Où et quand ces images ont-elles été prises ? En Belgique, dans la banlieue de Charleroi, le « Pays noir », de Mons, le « Borinage » et de La Louvière, le « Centre ». Trois régions dévastées, sinistrées. De 1994 à 2000. Je voulais montrer les ravages d´un système économique où l´homme compte très peu et où seul règne le profit. Les dégâts d´une société rongée par la compétition, la surconsommation et bien d´autres maladies.
Diriez-vous que vous êtes avant tout un photographe documentaire ? Dans le cas du « Jour se rêve », c´est sûr. Ce travail comporte d´ailleurs deux volets: celui que vous voyez ici, « La violence tranquille » et un autre, « Le bonheur », constitué d´un mur de 34 images carrées relevant plus, elles, du photojournalisme. Mais depuis une vingtaine d´années, je travaille aussi beaucoup sur des images mises en scène, avec ou sans personnages, souvent à partir de maquettes que j´imagine et construis dans la bulle solitaire de mon atelier. Comme « Mishmash ou la Confusion », sorte de saga du XXème siècle relatant en 36 images, vraies ou fictionnelles, ambigües, l´histoire de ma famille, celle de mes amis ou la mienne. Je prends autant de plaisir à suivre ces deux voies, d´approche pourtant bien différentes. Mais c´est le même bonhomme derrière l´appareil, et il n´aime pas trop être bien rangé et classé dans un petit tiroir.

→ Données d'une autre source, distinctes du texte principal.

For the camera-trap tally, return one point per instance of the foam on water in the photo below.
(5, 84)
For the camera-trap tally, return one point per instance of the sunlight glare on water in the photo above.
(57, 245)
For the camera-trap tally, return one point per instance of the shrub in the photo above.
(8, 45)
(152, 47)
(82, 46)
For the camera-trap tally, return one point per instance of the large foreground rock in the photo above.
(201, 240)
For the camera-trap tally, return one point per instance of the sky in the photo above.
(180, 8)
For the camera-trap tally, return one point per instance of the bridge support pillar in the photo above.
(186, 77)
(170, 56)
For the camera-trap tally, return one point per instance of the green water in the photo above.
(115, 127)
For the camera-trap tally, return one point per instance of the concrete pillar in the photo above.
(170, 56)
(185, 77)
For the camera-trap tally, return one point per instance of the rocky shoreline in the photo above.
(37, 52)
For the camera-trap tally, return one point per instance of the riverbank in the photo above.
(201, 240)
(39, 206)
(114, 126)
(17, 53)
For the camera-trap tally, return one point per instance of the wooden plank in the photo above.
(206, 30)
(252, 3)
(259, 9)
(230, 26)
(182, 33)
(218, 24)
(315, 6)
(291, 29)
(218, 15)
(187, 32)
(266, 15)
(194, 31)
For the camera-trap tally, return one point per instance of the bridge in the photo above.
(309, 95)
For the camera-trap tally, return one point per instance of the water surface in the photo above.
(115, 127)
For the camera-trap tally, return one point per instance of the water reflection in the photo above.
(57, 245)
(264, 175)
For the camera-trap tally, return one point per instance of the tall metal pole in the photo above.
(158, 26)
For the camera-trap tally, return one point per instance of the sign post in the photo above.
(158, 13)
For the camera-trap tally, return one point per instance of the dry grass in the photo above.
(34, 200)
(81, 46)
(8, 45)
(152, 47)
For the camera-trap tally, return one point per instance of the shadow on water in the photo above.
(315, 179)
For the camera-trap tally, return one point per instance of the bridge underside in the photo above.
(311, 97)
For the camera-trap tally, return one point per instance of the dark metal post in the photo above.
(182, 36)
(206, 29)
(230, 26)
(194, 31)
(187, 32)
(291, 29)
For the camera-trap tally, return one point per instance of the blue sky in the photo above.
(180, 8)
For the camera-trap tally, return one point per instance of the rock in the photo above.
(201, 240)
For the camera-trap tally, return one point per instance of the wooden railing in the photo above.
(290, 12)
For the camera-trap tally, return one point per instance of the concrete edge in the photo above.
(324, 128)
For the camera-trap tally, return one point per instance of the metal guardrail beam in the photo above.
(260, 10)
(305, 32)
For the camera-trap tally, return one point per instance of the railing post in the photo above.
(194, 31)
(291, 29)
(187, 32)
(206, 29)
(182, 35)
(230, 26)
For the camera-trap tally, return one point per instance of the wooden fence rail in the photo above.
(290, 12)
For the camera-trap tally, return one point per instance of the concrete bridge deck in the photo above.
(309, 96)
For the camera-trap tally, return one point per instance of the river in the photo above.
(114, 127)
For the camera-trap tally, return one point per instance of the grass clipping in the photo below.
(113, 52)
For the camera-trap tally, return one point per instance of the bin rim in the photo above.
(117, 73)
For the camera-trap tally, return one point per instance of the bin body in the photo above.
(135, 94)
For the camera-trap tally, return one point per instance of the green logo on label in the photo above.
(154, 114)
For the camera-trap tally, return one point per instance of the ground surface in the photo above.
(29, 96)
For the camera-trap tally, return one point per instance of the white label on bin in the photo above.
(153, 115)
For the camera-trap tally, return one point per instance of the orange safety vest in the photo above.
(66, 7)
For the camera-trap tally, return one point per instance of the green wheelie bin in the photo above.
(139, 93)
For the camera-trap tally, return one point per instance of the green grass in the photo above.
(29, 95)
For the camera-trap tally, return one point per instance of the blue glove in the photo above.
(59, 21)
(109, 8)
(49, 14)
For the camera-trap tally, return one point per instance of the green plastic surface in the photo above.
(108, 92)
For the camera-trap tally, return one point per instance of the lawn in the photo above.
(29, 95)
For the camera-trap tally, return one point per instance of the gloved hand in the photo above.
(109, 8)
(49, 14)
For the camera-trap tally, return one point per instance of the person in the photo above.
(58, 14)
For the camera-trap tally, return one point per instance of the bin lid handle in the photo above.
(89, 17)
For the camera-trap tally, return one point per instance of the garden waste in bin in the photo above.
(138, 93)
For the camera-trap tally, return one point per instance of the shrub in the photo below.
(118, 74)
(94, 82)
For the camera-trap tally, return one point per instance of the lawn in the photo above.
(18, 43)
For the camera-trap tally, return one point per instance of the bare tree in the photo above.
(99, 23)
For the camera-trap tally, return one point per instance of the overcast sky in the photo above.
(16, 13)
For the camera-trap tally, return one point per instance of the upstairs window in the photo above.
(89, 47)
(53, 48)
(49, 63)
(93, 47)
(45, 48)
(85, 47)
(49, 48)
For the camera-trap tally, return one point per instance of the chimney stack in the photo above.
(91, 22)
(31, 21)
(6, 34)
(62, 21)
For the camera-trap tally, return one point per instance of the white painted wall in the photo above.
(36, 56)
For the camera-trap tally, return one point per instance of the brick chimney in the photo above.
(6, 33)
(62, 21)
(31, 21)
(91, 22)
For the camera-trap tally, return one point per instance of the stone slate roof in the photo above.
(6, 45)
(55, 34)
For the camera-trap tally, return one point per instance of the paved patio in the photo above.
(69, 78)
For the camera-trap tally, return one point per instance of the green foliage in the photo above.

Quels sont vos maîtres en photographie ? Ils sont différents et multiples, je crois qu´on peut très bien adorer à la fois Weegee et Karl Blossfedt. Voici, dans un beau désordre, August Sander, Raymond Depardon, Capa, Rodchenko, Walker Evans, Margaret Bourke-White, Sudek, Cartier-Bresson, Mac Cullin, Avedon, Diane Arbus, Joël Sternfeld, Nan Goldin, Willy Ronis et Robert Frank. Stefaan Van Vleteren, talentueux photojournaliste. Le Magritte photographe, encore méconnu. Le fantastique Simon Norfolk, et sa façon si particulière d´aborder la guerre.
On a l'impression que vous accordez une place très importante au ciel. N'est-ce qu'une impression ? Non, c´est vrai, le ciel, le plus souvent mobile et changeant, surtout dans mon coin, ne peut pour moi qu´être une composante essentielle de mes paysages. Même la nuit d´ailleurs, puisque je me suis pris il y a peu d´un grand amour pour l´astronomie ...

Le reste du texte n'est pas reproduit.